Behaviour Interactive, the Canadian studio responsible for Dead by Daylight, has acquired The Fun Pimps, the developer behind 7 Days to Die. It is a pairing that nobody really saw coming, but the more you think about it, the more it starts to make a strange kind of sense.
7 Days to Die spent an extraordinary amount of time in Early Access. Over a decade, in fact, before its 1.0 release landed in 2024. That release was long overdue, but it was also well-received, with the game finally delivering on the survival-horror-meets-crafting-and-base-building formula that had kept a loyal community hooked throughout the wilderness years. The Fun Pimps built something with genuine legs.

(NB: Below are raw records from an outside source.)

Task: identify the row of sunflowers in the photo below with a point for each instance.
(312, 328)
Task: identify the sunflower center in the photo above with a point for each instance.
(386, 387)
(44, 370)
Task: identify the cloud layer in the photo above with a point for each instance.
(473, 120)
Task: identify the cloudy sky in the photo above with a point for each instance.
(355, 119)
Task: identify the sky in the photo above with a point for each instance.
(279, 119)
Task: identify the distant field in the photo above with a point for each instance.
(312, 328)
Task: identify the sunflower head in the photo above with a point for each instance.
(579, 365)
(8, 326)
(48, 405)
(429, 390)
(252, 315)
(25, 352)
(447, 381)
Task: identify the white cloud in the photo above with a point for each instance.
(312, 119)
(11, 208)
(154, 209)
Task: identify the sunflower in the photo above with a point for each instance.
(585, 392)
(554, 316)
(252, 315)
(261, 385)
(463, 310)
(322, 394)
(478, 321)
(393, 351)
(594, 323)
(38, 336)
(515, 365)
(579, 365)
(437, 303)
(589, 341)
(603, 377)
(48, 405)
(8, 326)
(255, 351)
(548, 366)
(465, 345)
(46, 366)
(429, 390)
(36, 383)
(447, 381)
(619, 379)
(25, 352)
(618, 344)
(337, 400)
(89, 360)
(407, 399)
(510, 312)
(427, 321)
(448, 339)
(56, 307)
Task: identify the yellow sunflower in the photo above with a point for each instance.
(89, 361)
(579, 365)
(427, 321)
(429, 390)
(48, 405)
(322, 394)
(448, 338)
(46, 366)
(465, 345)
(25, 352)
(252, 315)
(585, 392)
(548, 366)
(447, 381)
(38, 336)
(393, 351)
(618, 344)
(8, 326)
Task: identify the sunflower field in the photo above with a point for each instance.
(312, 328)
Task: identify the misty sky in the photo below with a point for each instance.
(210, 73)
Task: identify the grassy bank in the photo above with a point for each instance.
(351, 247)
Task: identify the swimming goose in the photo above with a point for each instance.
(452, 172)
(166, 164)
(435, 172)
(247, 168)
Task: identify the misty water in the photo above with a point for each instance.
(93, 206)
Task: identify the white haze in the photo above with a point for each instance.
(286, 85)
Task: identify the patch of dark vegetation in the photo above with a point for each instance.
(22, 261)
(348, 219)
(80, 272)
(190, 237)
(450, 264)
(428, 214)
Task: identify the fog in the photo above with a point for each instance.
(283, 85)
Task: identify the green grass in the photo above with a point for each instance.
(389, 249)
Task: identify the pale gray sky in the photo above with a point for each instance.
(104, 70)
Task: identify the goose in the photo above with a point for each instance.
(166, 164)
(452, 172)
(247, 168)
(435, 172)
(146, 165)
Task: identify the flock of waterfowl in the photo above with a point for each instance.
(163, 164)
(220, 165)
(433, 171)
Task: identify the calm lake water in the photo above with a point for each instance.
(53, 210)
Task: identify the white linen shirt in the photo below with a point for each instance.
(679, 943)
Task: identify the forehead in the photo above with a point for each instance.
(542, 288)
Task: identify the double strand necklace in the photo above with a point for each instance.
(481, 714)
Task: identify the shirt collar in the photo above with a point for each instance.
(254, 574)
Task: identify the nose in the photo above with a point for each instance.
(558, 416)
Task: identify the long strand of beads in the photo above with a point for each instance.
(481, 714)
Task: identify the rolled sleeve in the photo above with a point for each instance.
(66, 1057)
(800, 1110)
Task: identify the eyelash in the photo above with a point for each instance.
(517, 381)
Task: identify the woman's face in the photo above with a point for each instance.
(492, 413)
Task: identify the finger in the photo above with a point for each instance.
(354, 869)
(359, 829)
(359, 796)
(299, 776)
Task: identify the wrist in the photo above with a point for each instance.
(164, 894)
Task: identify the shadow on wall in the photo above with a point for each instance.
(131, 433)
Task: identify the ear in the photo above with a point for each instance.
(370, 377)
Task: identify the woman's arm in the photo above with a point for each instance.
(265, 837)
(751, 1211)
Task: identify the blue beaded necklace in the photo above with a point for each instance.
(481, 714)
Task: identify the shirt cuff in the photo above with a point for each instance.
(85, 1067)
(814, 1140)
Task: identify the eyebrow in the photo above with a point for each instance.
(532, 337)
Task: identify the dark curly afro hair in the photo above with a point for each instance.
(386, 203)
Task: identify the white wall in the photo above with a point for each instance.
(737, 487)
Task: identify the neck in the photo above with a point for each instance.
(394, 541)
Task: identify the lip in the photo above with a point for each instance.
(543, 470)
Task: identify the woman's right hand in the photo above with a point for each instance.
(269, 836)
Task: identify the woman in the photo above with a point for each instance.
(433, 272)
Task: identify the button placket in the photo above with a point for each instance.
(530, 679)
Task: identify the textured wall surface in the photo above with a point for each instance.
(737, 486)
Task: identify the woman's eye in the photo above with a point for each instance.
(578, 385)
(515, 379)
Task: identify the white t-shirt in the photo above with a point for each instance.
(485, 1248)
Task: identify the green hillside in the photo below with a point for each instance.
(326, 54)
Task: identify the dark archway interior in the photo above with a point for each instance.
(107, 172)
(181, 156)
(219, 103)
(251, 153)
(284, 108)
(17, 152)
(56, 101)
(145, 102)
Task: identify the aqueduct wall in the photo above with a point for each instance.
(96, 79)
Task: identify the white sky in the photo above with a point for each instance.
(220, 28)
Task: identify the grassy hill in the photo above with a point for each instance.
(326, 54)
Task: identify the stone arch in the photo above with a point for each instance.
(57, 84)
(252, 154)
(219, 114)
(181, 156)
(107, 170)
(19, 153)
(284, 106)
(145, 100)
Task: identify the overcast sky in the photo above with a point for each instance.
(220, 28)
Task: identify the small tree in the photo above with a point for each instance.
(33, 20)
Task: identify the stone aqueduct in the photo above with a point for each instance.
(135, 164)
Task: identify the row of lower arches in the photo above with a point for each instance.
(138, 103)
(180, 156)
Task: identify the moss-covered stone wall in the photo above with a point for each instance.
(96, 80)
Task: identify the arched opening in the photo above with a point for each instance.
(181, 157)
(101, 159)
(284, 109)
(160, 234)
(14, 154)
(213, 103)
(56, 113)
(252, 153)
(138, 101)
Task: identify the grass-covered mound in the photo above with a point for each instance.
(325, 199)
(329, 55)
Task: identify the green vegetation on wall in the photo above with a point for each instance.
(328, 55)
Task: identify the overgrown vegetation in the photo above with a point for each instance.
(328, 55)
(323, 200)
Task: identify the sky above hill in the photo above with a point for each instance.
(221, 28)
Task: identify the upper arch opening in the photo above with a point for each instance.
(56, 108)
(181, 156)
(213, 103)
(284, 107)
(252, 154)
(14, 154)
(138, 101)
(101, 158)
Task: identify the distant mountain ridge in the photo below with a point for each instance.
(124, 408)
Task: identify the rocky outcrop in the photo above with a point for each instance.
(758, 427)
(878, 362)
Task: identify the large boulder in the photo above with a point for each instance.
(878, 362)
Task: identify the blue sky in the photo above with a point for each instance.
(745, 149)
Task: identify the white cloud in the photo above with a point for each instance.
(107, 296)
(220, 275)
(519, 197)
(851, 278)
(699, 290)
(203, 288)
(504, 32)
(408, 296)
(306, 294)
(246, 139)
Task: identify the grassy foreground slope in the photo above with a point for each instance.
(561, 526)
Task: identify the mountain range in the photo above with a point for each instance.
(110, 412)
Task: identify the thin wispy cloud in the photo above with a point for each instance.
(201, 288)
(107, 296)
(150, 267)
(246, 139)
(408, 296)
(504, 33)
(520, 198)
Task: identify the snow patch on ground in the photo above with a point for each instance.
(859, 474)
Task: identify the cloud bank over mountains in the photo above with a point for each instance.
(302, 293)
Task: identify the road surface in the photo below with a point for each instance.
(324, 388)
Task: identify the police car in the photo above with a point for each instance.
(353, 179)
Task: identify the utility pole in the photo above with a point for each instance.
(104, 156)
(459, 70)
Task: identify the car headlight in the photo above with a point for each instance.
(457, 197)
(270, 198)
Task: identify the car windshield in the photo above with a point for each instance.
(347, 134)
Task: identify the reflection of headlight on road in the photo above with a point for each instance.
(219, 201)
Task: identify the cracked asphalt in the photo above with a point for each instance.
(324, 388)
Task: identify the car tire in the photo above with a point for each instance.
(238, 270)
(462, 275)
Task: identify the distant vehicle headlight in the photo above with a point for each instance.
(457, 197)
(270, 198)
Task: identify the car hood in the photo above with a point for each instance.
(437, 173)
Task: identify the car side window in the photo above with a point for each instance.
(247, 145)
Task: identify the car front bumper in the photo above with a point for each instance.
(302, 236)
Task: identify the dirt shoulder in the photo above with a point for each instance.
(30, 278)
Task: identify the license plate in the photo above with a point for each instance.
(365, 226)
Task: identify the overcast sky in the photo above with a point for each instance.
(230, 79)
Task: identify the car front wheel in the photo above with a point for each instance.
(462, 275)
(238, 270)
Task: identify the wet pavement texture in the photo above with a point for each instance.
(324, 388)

They also built it entirely independently, which makes the acquisition all the more interesting.
Behaviour is a different kind of studio. Dead by Daylight is an asymmetric multiplayer horror game that has run as a live-service title since 2016, constantly refreshed with licensed characters pulled from just about every horror property imaginable. Behaviour knows how to keep a horror community engaged over years. That is their entire business model. The question now is whether that expertise gets applied to 7 Days to Die, and what that looks like in practice.
The crossover potential is obvious and slightly terrifying. A Dead by Daylight chapter set in the 7 Days to Die wasteland, or a licensed killer drawn from that universe, would not be out of place. Behaviour has never shied away from unexpected collaborations. More significantly though, could 7 Days to Die itself receive a multiplayer overhaul or live-service treatment under Behaviour’s ownership? The survival game currently has co-op but has never leaned fully into the kind of persistent, evolving multiplayer experience that Behaviour specialises in.
The concern for existing fans is that the survival-horror identity of 7 Days gets diluted in favour of whatever commercial direction Behaviour sees for it. The hope is the opposite: that the game gets proper resources behind it and the kind of post-launch support it deserved but never quite received. Early Access is over. What comes next should be interesting.